No Power to the People

I came across a dispatch on the GlobalPost titled, Snoop Dog, Paris Hilton … Beirut’s Back. The jest of the article revolves around the idea that Lebanon is the place to be because people get wasted on rooftops. That’s all great and fair though the last few paragraphs really caught my attention:

Two million extra people in Lebanon is equivalent to a 50 percent increase in the country’s population; Lebanon already suffers from serious public infrastructure problems.

How true. Though the paragraph that follows lists these problems but it seems to imply the problems are recent (due to the influx of tourists):

The country’s roads are now clogged with cars, leading to traffic jams that can last hours. Prices for taxis have increased, while water shortages and power outages have become more frequent, with some areas losing power for six to 12 hours in the hottest days of summer.

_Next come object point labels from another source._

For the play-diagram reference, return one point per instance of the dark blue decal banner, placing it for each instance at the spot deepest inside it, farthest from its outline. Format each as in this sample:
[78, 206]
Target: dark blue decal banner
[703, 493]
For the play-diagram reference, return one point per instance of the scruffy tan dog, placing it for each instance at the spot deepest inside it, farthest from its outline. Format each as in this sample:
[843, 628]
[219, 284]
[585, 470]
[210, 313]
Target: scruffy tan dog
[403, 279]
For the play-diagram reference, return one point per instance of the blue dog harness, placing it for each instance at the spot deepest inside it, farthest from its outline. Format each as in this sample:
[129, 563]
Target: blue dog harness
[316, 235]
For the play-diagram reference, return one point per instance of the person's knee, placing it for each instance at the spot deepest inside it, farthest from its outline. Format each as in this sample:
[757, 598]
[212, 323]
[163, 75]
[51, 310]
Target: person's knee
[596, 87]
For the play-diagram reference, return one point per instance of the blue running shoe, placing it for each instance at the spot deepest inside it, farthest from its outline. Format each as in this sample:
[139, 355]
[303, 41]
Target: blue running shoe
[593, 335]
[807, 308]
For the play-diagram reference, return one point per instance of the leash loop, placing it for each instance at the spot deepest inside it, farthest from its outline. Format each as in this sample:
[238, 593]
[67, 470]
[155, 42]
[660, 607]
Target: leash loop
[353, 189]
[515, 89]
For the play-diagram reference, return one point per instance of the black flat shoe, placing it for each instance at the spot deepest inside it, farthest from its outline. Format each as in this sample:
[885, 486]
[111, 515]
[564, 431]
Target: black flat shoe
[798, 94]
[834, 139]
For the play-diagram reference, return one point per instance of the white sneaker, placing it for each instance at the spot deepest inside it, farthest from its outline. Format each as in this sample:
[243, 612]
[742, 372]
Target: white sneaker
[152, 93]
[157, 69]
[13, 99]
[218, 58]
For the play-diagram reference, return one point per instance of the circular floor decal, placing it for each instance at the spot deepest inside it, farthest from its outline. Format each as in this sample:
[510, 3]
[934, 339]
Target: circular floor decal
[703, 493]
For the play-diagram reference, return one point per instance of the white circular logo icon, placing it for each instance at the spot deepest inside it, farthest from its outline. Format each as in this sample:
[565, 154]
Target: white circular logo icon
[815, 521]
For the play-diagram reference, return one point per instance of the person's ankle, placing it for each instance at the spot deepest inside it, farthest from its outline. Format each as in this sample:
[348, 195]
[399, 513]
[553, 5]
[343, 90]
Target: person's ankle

When weren’t the roads clogged? Taxi prices increase every time the price of fuel skyrockets. Power and water shortages? Ah they’ve existed since 1991. But here is my favorite part – can you guess which of these issues is the most concerning to our government?

“What we should consider first is how to make solutions for the traffic,” [director of Lebanon's Tourism Ministry, Nada Sardouk].

So I guess the rationale behind it is that people at home who don’t have power will now be able to get to Skybar in 20 minutes instead of the usual 45?